Monday, Jan. 04, 1993

The Best of 1992

The Kentucky Cycle

These nine plays spanning seven hours -- and two centuries -- aspire to nothing less than a history of America, mythic in scale yet humbly rooted in the evolving fate of the same few hundred acres of Kentucky. Playwright Robert Schenkkan proves a spectacularly vivid revisionist, underscoring the violence, exploitation, multiracial antagonism and unchecked injustice of our past. Produced at Seattle's Intiman Theater and Los Angeles' Mark Taper Forum, this was the first Pulitzer Prize drama not seen in New York City and is thus a triumph for all regional theater.

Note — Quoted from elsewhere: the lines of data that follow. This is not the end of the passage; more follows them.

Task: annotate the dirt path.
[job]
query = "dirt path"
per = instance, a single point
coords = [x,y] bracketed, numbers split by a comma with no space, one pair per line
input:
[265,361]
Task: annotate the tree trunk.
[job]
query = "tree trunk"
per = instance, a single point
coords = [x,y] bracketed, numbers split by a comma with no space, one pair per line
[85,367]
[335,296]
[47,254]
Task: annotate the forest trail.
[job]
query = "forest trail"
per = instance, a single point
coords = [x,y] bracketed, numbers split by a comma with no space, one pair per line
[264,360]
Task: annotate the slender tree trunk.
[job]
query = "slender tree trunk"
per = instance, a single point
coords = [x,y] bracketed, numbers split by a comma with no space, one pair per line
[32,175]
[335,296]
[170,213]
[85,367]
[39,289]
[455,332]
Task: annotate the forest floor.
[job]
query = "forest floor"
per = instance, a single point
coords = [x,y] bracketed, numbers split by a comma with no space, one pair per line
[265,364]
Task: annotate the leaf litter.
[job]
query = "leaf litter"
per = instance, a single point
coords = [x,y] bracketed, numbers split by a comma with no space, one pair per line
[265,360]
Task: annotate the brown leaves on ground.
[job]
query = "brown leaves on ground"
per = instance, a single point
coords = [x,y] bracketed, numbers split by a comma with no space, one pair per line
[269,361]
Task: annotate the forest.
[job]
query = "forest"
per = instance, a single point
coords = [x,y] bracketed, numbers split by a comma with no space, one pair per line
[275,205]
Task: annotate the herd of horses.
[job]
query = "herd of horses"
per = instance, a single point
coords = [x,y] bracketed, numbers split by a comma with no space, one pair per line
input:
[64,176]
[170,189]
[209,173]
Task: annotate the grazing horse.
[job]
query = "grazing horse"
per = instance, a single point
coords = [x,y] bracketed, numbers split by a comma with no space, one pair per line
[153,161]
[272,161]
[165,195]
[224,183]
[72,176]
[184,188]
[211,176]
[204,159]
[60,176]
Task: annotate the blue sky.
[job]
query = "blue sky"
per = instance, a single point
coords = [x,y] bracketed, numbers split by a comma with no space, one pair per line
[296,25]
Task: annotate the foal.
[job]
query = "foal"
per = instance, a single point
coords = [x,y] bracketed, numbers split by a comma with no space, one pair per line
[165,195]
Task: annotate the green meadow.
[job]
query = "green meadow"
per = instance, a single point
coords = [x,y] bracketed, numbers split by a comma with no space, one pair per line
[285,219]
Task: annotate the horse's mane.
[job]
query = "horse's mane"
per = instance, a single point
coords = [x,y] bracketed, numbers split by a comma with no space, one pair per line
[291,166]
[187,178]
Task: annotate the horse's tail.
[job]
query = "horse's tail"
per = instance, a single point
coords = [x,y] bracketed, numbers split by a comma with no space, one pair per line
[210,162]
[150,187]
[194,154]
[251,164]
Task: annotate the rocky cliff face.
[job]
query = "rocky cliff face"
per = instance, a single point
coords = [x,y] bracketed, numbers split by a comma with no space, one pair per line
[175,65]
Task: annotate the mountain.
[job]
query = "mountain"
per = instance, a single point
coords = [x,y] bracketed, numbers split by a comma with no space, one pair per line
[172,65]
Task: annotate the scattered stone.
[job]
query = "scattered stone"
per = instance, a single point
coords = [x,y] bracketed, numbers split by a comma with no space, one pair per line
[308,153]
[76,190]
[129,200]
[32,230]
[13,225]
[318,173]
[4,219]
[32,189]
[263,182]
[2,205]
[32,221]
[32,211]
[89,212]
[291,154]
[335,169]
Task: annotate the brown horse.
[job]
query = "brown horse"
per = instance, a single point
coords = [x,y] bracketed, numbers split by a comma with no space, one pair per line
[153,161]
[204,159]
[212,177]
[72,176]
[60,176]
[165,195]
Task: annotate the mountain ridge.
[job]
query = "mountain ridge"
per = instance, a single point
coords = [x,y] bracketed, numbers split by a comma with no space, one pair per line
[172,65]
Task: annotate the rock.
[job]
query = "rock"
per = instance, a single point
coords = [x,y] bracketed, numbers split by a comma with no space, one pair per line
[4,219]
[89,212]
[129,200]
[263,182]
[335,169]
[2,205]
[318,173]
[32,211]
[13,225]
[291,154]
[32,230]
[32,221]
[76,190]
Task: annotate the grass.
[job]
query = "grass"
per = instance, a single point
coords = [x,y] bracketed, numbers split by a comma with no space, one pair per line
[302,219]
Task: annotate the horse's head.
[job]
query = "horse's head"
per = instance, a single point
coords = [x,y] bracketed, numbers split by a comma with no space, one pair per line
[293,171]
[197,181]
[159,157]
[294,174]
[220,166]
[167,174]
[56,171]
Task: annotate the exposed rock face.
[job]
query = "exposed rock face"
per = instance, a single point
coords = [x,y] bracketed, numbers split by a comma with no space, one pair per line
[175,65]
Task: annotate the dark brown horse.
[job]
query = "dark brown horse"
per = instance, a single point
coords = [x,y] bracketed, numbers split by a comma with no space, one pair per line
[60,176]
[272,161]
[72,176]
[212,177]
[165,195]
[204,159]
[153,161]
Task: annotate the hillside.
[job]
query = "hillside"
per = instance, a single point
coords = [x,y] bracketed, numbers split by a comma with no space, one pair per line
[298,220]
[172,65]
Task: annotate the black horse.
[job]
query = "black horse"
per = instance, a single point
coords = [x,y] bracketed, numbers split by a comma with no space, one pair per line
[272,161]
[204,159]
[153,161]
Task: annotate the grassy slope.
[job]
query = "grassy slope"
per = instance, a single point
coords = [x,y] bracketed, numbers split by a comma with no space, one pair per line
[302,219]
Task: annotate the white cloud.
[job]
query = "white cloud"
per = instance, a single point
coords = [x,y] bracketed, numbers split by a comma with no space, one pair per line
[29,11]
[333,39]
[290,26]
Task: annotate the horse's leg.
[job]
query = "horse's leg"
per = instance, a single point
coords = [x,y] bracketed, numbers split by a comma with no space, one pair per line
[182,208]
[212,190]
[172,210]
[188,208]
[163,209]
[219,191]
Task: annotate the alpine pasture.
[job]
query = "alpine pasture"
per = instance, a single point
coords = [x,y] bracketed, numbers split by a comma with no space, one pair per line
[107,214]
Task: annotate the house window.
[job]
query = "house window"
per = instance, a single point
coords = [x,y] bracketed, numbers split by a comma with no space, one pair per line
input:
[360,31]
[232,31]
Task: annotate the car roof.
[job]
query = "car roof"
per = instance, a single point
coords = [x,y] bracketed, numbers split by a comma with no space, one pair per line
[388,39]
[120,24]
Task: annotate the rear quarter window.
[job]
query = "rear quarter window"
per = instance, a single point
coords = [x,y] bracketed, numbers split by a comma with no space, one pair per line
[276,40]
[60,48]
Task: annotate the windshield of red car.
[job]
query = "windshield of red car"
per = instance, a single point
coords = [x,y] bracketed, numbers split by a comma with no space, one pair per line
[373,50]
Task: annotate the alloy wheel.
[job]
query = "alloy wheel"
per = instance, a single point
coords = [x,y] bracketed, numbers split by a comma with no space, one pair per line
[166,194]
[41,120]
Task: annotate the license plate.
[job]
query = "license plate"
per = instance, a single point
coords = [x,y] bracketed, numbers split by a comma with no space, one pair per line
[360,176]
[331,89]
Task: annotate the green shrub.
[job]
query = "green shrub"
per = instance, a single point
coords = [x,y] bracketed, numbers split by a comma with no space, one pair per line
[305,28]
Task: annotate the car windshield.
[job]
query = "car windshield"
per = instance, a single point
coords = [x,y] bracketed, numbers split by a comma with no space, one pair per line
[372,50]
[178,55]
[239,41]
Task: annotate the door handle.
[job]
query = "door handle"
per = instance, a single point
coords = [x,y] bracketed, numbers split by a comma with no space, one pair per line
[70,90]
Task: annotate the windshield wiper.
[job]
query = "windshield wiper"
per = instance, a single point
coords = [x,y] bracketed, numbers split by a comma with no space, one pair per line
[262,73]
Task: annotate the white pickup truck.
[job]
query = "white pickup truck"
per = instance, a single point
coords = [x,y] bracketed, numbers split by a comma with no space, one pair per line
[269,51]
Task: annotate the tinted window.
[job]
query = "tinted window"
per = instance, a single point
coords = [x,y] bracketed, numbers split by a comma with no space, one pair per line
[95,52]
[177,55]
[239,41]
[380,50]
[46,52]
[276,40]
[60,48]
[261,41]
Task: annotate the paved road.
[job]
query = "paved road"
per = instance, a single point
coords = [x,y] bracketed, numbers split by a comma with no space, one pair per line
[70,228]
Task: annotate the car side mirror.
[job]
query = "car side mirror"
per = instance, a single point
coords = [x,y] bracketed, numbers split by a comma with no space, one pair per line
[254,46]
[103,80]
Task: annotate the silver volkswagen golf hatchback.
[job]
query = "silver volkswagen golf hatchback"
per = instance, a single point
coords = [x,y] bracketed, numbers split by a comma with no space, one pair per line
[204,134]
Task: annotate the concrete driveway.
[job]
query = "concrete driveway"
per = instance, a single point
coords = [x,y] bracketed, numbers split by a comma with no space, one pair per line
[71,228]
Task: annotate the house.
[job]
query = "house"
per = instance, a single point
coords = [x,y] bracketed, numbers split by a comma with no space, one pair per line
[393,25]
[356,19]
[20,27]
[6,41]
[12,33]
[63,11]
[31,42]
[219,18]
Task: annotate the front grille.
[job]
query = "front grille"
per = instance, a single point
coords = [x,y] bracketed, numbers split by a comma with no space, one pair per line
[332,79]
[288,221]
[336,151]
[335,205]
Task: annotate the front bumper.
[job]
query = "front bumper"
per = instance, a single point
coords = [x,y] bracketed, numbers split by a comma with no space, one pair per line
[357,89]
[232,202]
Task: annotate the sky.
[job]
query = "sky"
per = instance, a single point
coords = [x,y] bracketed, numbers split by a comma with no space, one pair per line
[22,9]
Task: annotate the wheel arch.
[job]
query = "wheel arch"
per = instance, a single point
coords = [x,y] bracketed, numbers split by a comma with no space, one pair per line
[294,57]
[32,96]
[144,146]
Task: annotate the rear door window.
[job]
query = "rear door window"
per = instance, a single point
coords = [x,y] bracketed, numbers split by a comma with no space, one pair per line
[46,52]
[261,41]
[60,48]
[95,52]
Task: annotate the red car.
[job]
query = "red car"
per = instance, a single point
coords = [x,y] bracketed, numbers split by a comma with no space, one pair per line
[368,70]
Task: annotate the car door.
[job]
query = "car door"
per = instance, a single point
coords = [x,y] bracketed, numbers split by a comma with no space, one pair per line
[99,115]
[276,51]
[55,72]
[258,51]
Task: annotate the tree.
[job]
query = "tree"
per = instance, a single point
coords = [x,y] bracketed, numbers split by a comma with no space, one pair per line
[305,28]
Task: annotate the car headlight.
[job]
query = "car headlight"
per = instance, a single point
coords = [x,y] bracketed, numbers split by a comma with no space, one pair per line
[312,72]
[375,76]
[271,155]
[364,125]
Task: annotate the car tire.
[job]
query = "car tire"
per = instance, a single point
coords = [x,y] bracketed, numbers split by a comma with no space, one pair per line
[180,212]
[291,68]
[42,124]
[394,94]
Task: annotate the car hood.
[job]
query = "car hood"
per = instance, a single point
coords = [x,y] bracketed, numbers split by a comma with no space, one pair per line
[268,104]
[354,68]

Conversations with My Father

His pal Bob Fosse gave Herb Gardner the nickname Whimsy. But Gardner, 58, reveals a far deeper writer in this story of a Jewish barkeep in Lower Manhattan who is sure that success will come from assimilation, endless self- reinvention and unstinting faith in the American Dream. The tale, narrated by a once rebellious son who is now himself a rebelled-against father, came from Seattle Repertory Theater to Broadway.

The Destiny of Me

Larry Kramer earned an Oscar nomination for his 1969 screenplay Women in Love, then co-founded Gay Men's Health Crisis and the radical Act Up. Onstage, he retold his life in The Normal Heart (1985) and resumed it in this off-Broadway stunner. Jonathan Hadary gave the performance of the year, balancing titanic rage, puckish mockery and suppressed self-pity.

Angels in America

Towering over Tony Kushner's 7 1/2-hour epic about gay liberation, AIDS and the Reagan era was a wall like the facade of some government colossus, already cracked and waiting to split open. It did -- to reveal an avenging angel that was just one of the acts of theatrical and metaphysical daring in this brilliant if roughhewn jumble of politics, fantasy and farce. The full Angels debuted memorably at Los Angeles' Mark Taper Forum, starring Ron Leibman as Republican dealmaker Roy Cohn.

Spic-O-Rama

John Leguizamo gave himself an acting tour de force as all six members of a troubled Hispanic family, from nerdy schoolboy Miggy to bone-dumb Desert Storm veteran Crazy Willie to their amiably lowlife mother Gladyz, in hilarious monologues that moved beyond performance art to become a true and deeply moving play. The production by Chicago's Goodman Theater transferred to off- Broadway.

Guys and Dolls

The greatest of Broadway musicals was exuberantly revived there as a color- drenched, clownish yet passionate paean to a big-city zest and vitality that no longer exist, and probably never did. Faith Prince's Miss Adelaide was the year's musical highlight.

Jake's Women

Alan Alda's unsinkable niceness tempered Neil Simon's unyielding self- criticism in a surprisingly funny and engrossing play about a writer who prefers to deal with people as characters inside his head, so he can summon, alter or dismiss them at will.

Oleanna

, Liberals think it's about sexual harassment. Conservatives are sure it's about intellectual terrorism. Even Playbill splits the difference: half the front covers put a bull's-eye on the haughty college professor, the other half on his dim, dogmatic female student. Playwright David Mamet's off-Broadway zinger holds a mirror up to muddled modern life.

Two Shakespearean Actors

Richard Nelson's quasi-historical piece about competing 19th century acting troupes, one led by a Briton and the other by an American, had moody staging by Jack O'Brien, three superb performances (by Brian Bedford, Victor Garber and Zjelko Ivanek) and an unjustly brief life on Broadway.

10

Inspecting Carol

With a plot from Gogol and a play-within-a-play fiasco as funny as in Nicholas Nickleby, artistic director Daniel Sullivan and the actors of Seattle Repertory Theater hilariously send up censorship controversies, the regional- theater movement's fear of the National Endowment for the Arts and the widespread, pathetic dependence on A Christmas Carol as a holiday cash cow.

. . . AND THE WORST

Crazy for You

The Tony winner for Best Musical was a dull disappointment, hitching beloved Gershwin songs and sprightly choreography to a slow narrative, undefined characters and blah performances. It reveled in the adolescence that the American musical outgrew.